Google bridges online/physical retail divide with Pointy deal

Google’s acquisition of Pointy, announced earlier this week, is a significant step for the search engine giant, according to GlobalData.

The Irish startup helps people find out what their local stores have in stock. “For Google, this provides the opportunity to present shopping search results for physical stores as well as those online – something it already does in a limited capacity – and so significantly increase the value of Google Shopping for users,” says GlobalData’s Lucy Ingham.
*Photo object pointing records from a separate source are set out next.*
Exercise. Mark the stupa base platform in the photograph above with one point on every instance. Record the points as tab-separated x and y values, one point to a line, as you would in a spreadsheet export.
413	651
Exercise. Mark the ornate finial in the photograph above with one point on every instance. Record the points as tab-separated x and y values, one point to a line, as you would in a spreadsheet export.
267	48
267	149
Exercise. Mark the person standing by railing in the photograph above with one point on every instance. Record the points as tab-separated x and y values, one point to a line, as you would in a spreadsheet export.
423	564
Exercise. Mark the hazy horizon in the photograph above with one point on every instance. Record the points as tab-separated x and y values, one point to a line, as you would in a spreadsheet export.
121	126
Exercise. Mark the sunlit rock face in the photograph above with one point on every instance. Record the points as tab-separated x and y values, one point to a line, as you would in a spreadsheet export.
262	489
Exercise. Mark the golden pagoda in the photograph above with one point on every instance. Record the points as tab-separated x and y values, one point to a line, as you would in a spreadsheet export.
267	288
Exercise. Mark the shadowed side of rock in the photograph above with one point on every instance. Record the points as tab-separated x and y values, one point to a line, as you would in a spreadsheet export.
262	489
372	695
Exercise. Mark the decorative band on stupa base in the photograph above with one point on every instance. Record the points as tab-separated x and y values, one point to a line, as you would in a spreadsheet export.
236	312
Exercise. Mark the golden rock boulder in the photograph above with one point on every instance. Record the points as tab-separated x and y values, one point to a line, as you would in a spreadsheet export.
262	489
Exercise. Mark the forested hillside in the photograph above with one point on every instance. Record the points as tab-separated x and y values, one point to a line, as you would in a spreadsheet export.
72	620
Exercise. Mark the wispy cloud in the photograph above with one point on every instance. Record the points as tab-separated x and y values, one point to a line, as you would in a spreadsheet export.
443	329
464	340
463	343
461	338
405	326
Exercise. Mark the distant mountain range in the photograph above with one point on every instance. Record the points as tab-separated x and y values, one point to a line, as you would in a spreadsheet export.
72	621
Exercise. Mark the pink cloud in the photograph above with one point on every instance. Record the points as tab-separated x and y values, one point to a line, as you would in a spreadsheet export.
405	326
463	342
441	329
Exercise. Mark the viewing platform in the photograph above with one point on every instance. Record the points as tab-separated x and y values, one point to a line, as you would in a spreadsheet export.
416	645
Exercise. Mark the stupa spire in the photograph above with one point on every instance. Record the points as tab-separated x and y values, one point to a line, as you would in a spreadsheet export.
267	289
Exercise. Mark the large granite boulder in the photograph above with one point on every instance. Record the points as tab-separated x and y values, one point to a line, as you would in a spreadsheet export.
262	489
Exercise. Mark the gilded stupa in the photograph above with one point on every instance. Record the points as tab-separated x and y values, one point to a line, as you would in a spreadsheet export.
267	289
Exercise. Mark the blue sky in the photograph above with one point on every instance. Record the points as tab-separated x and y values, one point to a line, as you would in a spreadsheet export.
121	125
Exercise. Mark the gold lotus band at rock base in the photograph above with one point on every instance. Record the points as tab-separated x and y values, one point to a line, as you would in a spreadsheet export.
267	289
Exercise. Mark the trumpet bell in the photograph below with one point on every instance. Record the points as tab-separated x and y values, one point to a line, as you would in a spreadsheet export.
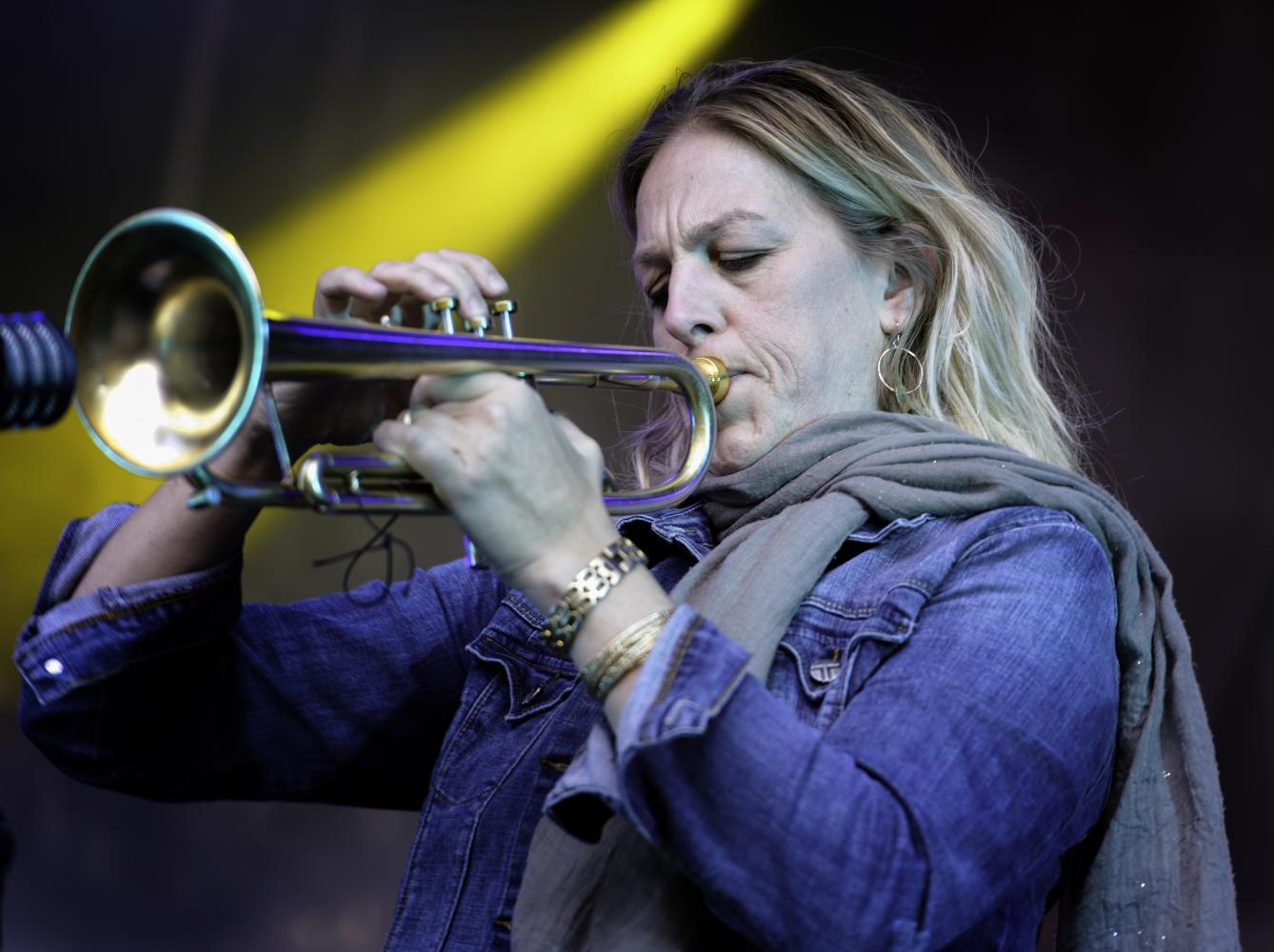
167	323
173	345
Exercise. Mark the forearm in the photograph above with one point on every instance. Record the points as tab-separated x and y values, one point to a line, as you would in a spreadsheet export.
163	538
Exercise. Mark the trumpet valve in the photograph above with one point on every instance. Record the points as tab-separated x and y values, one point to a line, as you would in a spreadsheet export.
504	311
444	309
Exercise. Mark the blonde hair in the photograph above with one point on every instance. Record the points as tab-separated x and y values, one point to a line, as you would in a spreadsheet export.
902	190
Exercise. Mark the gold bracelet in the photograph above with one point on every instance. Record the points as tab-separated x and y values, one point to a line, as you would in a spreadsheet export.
623	653
587	589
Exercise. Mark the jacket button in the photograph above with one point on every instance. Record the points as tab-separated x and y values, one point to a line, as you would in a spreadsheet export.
825	672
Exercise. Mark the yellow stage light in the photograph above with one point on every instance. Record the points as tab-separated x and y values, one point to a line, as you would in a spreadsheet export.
486	177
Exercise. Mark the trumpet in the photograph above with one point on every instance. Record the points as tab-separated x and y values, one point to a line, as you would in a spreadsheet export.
173	346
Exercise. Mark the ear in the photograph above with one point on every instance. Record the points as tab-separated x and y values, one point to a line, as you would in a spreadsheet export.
905	289
902	298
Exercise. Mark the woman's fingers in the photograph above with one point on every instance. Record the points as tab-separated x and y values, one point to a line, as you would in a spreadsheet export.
338	288
585	445
432	388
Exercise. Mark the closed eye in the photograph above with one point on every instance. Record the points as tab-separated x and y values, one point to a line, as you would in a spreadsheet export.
735	264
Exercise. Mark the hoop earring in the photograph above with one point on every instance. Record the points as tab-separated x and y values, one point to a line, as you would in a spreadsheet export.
901	352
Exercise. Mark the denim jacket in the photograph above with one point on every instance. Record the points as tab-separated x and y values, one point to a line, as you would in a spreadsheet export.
935	733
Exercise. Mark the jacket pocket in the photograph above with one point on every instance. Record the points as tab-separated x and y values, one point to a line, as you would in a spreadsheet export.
832	649
509	695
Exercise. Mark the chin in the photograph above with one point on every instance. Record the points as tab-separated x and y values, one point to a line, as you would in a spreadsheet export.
730	455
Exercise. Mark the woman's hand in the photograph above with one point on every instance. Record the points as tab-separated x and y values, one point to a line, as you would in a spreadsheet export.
523	484
344	413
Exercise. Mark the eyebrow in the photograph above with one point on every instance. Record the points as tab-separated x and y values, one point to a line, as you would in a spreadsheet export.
700	234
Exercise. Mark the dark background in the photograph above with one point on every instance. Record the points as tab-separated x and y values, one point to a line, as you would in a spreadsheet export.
1139	143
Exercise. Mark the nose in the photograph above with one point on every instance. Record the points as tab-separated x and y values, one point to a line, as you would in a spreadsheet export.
692	312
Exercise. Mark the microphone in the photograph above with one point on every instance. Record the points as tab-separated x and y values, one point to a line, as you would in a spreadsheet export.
37	371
“However, while this is a significant step in bridging the divide between bricks and mortar stores and the e-commerce world, the acquisition has the potential to be even more impactful. It provides Google with a way to cheaply and easily catalogue physical assets on a large, yet decentralised scale,” she adds.

Shopping is the leading use case and Google will likely be looking at ways to expand the adoption of Pointy. This may include dropping or reducing the current one-time cost of £699 to integrate Pointy, or even getting leading Point of Sale manufacturers to directly integrate the technology into their products.

“If Google can increase the prevalence of Pointy enough, it could ultimately have coverage of physical stores to rival those of digital stores, bringing with it a potential step-change in how people shop,” Ingham says.

There are also potential applications beyond e-commerce. What Google has bought, in essence, is a means to catalogue real-world items, and the same technology in the Pointy Box could be put to use in many other fields. This could include medicines, enabling Google to collect data on gluts and shortages of particular items and use this to provide industry-targeted services, inform users or even assist its own moves into the healthcare space.